Office romance can lead to sexual harassment and retaliation claims, employment lawyers say
On the eve of Valentine's Day, love is in the air, but HR leaders must be wary if it’s also in the office.
Three quarters of employees say they’ve had a romantic relationship with a colleague, and 59% say they’ve had sex with a colleague, according to a recent survey from LiveCareer.
Of course, given the amount of time people spend at work, it’s not unusual for colleagues to become romantically linked. Sometimes, those relationships may even lead to marriage.
But here’s where HR leaders may start to sweat: 75% say there’s nothing wrong with dating your colleagues and 71% say there’s nothing wrong with dating your manager, according to the survey.
The latter statistic raises a red flag following the #MeToo movement, in which high-profile leaders, particularly in the entertainment industry, were accused of sexual abuse and harassment and subsequently removed from their positions.

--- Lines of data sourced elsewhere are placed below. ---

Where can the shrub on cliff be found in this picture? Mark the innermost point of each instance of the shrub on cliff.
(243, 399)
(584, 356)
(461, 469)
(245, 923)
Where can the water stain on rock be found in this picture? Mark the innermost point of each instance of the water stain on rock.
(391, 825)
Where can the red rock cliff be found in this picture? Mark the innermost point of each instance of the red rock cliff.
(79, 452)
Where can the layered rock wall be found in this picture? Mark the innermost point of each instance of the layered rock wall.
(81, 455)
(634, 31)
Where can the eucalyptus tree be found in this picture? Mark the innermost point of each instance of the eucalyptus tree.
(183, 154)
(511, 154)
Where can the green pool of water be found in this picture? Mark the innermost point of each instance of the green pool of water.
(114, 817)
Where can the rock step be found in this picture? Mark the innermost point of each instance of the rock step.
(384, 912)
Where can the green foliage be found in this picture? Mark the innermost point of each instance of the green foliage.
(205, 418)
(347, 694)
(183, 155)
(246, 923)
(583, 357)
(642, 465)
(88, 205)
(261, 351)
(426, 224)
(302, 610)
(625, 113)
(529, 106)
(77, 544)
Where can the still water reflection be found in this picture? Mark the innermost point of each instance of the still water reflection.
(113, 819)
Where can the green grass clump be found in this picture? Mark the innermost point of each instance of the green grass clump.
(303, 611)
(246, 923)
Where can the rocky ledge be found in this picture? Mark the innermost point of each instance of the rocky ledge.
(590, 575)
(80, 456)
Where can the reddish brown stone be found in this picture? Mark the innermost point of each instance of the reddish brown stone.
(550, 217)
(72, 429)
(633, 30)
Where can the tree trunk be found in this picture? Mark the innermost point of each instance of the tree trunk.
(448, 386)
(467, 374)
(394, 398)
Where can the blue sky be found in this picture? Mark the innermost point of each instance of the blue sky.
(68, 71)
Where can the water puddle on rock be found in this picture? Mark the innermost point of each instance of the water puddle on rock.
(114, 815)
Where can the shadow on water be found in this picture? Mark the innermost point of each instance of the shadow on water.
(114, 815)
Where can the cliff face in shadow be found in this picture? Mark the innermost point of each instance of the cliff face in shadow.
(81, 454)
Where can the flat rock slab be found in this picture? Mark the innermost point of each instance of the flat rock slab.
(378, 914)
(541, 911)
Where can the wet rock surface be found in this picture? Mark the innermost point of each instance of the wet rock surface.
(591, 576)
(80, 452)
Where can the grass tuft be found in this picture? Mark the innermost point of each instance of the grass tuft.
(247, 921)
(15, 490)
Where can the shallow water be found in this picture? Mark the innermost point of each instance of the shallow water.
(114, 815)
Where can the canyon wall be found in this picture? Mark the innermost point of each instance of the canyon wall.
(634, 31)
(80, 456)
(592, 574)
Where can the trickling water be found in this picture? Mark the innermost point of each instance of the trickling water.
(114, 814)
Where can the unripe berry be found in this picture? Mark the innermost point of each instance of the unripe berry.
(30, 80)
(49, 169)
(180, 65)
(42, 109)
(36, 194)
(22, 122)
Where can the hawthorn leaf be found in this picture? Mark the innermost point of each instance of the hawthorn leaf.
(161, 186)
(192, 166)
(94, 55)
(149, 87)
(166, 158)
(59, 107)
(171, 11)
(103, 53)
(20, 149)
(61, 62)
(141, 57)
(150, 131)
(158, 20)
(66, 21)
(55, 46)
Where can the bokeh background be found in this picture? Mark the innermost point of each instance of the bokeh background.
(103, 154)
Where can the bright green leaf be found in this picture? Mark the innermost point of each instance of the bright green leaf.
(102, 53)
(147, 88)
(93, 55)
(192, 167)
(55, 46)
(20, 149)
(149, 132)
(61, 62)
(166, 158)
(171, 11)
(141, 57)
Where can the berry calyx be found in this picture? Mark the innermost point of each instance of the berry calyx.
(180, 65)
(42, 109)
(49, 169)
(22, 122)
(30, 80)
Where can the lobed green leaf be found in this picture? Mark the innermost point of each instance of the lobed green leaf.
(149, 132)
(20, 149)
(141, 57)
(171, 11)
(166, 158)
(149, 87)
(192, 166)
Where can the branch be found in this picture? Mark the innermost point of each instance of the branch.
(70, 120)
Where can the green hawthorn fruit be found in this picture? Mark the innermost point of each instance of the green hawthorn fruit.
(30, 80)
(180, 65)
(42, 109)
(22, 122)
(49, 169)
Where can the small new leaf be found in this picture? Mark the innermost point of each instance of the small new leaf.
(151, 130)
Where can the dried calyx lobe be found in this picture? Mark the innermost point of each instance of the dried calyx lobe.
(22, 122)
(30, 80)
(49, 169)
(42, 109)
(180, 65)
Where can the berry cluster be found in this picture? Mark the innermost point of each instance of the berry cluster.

Office romance can lead to legal trouble
Office romance opens the door for potential claims of sexual harassment, which constitutes unwelcome sexual advances, requests for sexual favors or other verbal or physical conduct of sexual nature that implicitly affects an individual’s employment, unreasonably interferes with their work performance or creates an intimidating, hostile or offensive work environment.
“The key part is that it must be unwelcome,” says employment lawyer Ted Hollis, partner at national law firm Quarles, which has an office in San Diego. “A relationship that starts as welcome to both parties may at some point devolve into one breaking it off and the other being unwilling to accept that to the point that their actions become unwelcome. In the case of a supervisor and subordinate, maybe the supervisor believes its welcome, but the subordinate feels forced into a relationship to protect themselves from adverse action at work.”
In addition to sexual harassment, dalliances between supervisors and subordinates may lead to issues of retaliation, favoritism or at least perceived favoritism, says Dana Kravetz, managing partner at national law firm Michelman & Robinson, LLP, which is headquartered in Los Angeles.
“More relationships than not end in breakup,” Kravetz told HRD. “Let’s say an employee post-relationship doesn’t get the promotion they thought they’d get. They could claim retaliation for breaking up with the boss.”
Office romance policies every HR leader should implement
Hollis advises every company to have an anti-harassment policy that says an unwelcome hostile environment or quid pro quo based on sex is forbidden and will result in disciplinary action.
But in terms of an anti-fraternization policy, Hollis says, companies are all over the board. While some have no policy, others prohibit supervisors from dating subordinates, but don’t prevent non-supervisor coworkers from engaging in such relationship. And some may also have a policy where employees and/or managers romantically linked must immediately let HR know.
In that case, the company may decide to re-assign an employee to another department so they’re no longer reporting to that supervisor. In other cases, HR may task the participants to choose which one will “voluntarily” leave the company. And if they can’t, Hollis says, the company will decide.
“It depends on what’s a company’s tolerance of risk, what the nature of their workplace is and where it believes issues are most likely to arise,” Hollis told HRD.
Kravetz frequently advises clients to make sure their employee handbook states that supervisor-subordinate relationships aren’t allowed. Even if the relationship is between a supervisor and an employee that’s in a different department, it’s still too risky. An employee post-breakup may still claim supervisors are ganging up on them or treating them unfairly due to what happened outside the office.
Even though banning all romantic interactions between coworkers seems like the safest bet for employers, Kravetz doesn’t recommend it.
“It’s absolutely problematic, but are you able to police it and stop it? The statistics would say no,” Kravetz says. “If you have that policy and find out about a relationship, that’s a violation and you’d have to terminate someone. Based on the statistics, you’ll be letting a lot of people go. What HR leaders can do is to communicate with employees that they need to be adults and ensure they don’t bring any of their baggage into work.”
And whatever you do, Kravetz warns, don’t turn a blind eye.
“Ignoring is condoning, at least that’s the perception that will be drawn in a court setting,” Kravetz says. “I’m not suggesting a full-blown investigatory query, but the ‘don’t ask, don’t tell’ approach isn’t what we’re after either. If an employer has an inkling that something is going on, it’s better to address it rather than ignore it.”